We need to expand $(x-6)(x+2)$ and identify the coefficient $b$ in the standard form $x^2+bx+c$. Using FOIL: First terms give $x cdot x = x^2$, Outer terms give $x cdot 2 = 2x$, Inner terms give $-6 cdot x = -6x$, and Last terms give $-6 cdot 2 = -12$. Combining these: $x^2 + 2x - 6x - 12 = x^2 - 4x - 12$. The coefficient of $x$ is $b = -4$. A common mistake is adding the inner and outer products incorrectly, getting $2x + 6x = 8x$ instead of $2x - 6x = -4x$.

We need to find $m$ such that $x^2+12x+36 = (x+m)^2$. Expanding the right side: $(x+m)^2 = x^2+2mx+m^2$. Comparing coefficients with $x^2+12x+36$, we need $2m = 12$ (coefficient of $x$) and $m^2 = 36$ (constant term). From $2m = 12$, we get $m = 6$. Let's verify: if $m = 6$, then $m^2 = 36$ ✓, confirming our answer. Therefore, $x^2+12x+36 = (x+6)^2$ and $m = 6$. This is a perfect square trinomial, and recognizing the pattern $a^2+2ab+b^2 = (a+b)^2$ helps identify $m$ quickly.

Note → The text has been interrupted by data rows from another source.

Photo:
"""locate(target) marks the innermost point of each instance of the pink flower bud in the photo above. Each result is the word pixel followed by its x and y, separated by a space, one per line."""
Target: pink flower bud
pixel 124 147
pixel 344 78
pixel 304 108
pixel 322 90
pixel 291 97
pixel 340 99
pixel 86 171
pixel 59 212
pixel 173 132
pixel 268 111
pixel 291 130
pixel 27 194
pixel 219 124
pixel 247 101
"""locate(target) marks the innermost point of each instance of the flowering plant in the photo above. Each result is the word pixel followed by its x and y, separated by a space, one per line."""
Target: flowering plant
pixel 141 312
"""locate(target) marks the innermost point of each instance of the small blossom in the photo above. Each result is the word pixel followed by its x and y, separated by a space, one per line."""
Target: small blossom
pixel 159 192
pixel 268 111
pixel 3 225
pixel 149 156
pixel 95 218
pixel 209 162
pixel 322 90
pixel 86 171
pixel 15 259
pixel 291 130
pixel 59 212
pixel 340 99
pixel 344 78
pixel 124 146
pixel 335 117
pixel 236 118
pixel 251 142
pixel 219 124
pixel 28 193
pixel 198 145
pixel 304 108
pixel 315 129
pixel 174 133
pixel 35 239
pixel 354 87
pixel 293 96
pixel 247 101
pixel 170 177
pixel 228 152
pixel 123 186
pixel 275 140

We need to simplify $(2x+3)(x-4) - (x-4)$. Notice that $(x-4)$ is a common factor. We can rewrite this as $(2x+3)(x-4) - 1(x-4) = (x-4)[(2x+3)-1] = (x-4)(2x+3-1) = (x-4)(2x+2)$. The expression simplifies to $(x-4)(2x+2)$. Alternatively, we could expand everything first: $(2x+3)(x-4) = 2x^2-8x+3x-12 = 2x^2-5x-12$, then subtract $(x-4)$ to get $2x^2-5x-12-x+4 = 2x^2-6x-8$, which factors as $2(x^2-3x-4) = 2(x-4)(x+1) = (x-4)(2x+2)$. The factored form $(x-4)(2x+2)$ is simpler than the expanded form.

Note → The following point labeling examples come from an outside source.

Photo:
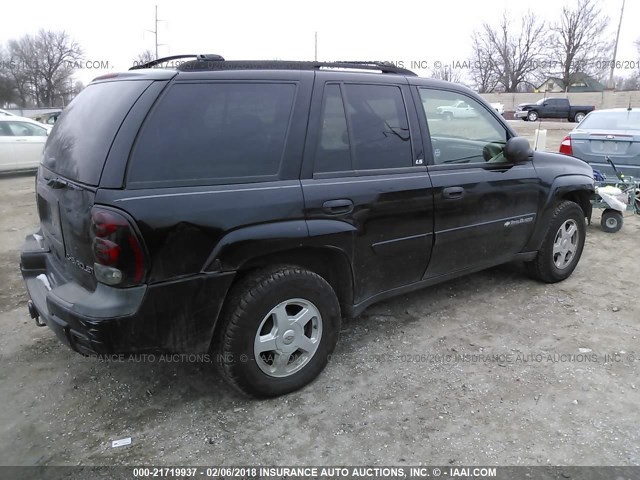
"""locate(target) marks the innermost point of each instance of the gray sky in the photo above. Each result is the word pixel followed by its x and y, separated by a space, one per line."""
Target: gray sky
pixel 114 31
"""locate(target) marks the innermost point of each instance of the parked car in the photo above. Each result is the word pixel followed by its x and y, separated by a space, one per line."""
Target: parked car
pixel 552 108
pixel 48 118
pixel 21 143
pixel 499 107
pixel 242 209
pixel 459 109
pixel 613 133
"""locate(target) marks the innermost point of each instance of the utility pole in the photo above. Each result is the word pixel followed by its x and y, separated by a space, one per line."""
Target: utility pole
pixel 615 48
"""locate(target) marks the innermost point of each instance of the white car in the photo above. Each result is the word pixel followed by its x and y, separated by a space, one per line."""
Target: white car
pixel 459 109
pixel 498 107
pixel 21 142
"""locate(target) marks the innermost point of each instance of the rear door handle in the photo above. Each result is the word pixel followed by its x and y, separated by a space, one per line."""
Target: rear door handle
pixel 337 207
pixel 453 193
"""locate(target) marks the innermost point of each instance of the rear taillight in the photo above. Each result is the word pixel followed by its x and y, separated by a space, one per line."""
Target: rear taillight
pixel 565 146
pixel 117 250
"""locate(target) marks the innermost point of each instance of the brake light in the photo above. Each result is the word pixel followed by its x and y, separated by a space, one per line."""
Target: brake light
pixel 565 146
pixel 117 250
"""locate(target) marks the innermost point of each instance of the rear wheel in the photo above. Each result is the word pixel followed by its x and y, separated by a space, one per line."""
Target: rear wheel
pixel 562 245
pixel 611 220
pixel 280 326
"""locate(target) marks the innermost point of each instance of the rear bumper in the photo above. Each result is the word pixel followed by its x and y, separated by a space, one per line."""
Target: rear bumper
pixel 177 316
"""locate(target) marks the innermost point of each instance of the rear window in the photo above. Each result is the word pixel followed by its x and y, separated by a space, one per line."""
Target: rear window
pixel 206 133
pixel 80 140
pixel 611 121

We need to factor $5x^2-20x$ by finding the greatest common factor (GCF). Looking at both terms, $5x^2 = 5 cdot x cdot x$ and $20x = 5 cdot 4 cdot x$, so the GCF is $5x$. Factoring out $5x$: $5x^2-20x = 5x(x) - 5x(4) = 5x(x-4)$. The expression in factored form is $5x(x-4)$. A common error is factoring out only $5$ or only $x$ instead of the full GCF $5x$, which would give incomplete factorization. Always check your factoring by distributing back to verify you get the original expression.

We need to simplify $3(2x-5)-4(x+1)+7$ by distributing and combining like terms. First, distribute: $3(2x-5) = 6x-15$ and $-4(x+1) = -4x-4$. Now we have $6x-15-4x-4+7$. Combine the $x$ terms: $6x-4x = 2x$. Combine the constants: $-15-4+7 = -12$. Therefore, the expression simplifies to $2x-12$. A common error is forgetting to distribute the negative sign with $-4$, which would incorrectly give $-4x+4$ instead of $-4x-4$.

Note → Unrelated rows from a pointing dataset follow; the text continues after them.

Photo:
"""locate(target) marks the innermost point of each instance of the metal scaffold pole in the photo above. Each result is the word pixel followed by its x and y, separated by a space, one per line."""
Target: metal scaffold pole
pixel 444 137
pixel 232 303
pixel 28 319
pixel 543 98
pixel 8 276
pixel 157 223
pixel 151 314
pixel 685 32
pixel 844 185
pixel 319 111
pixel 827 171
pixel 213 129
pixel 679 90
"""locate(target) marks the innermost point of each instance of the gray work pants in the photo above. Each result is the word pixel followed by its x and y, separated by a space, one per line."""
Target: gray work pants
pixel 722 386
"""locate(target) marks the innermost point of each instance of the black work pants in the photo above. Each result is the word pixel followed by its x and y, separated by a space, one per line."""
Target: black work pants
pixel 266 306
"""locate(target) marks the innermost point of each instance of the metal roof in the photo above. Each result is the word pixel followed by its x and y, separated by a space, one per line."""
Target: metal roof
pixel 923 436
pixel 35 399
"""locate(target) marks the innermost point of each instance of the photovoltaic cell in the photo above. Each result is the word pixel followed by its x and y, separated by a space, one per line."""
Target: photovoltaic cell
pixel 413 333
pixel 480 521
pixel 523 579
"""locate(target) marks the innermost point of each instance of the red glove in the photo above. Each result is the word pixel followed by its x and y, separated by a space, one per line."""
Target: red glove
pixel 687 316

To factor $4x^2 - 9$, recognize this as a difference of squares since $4x^2 = (2x)^2$ and $9 = 3^2$. Using the pattern $a^2 - b^2 = (a-b)(a+b)$, we get $4x^2 - 9 = (2x)^2 - 3^2 = (2x-3)(2x+3)$. To verify, expand: $(2x-3)(2x+3) = 4x^2 + 6x - 6x - 9 = 4x^2 - 9$ ✓. A common mistake is factoring as $(4x-3)(x+3)$, but this expands to $4x^2 + 12x - 3x - 9 = 4x^2 + 9x - 9$, which has an unwanted middle term.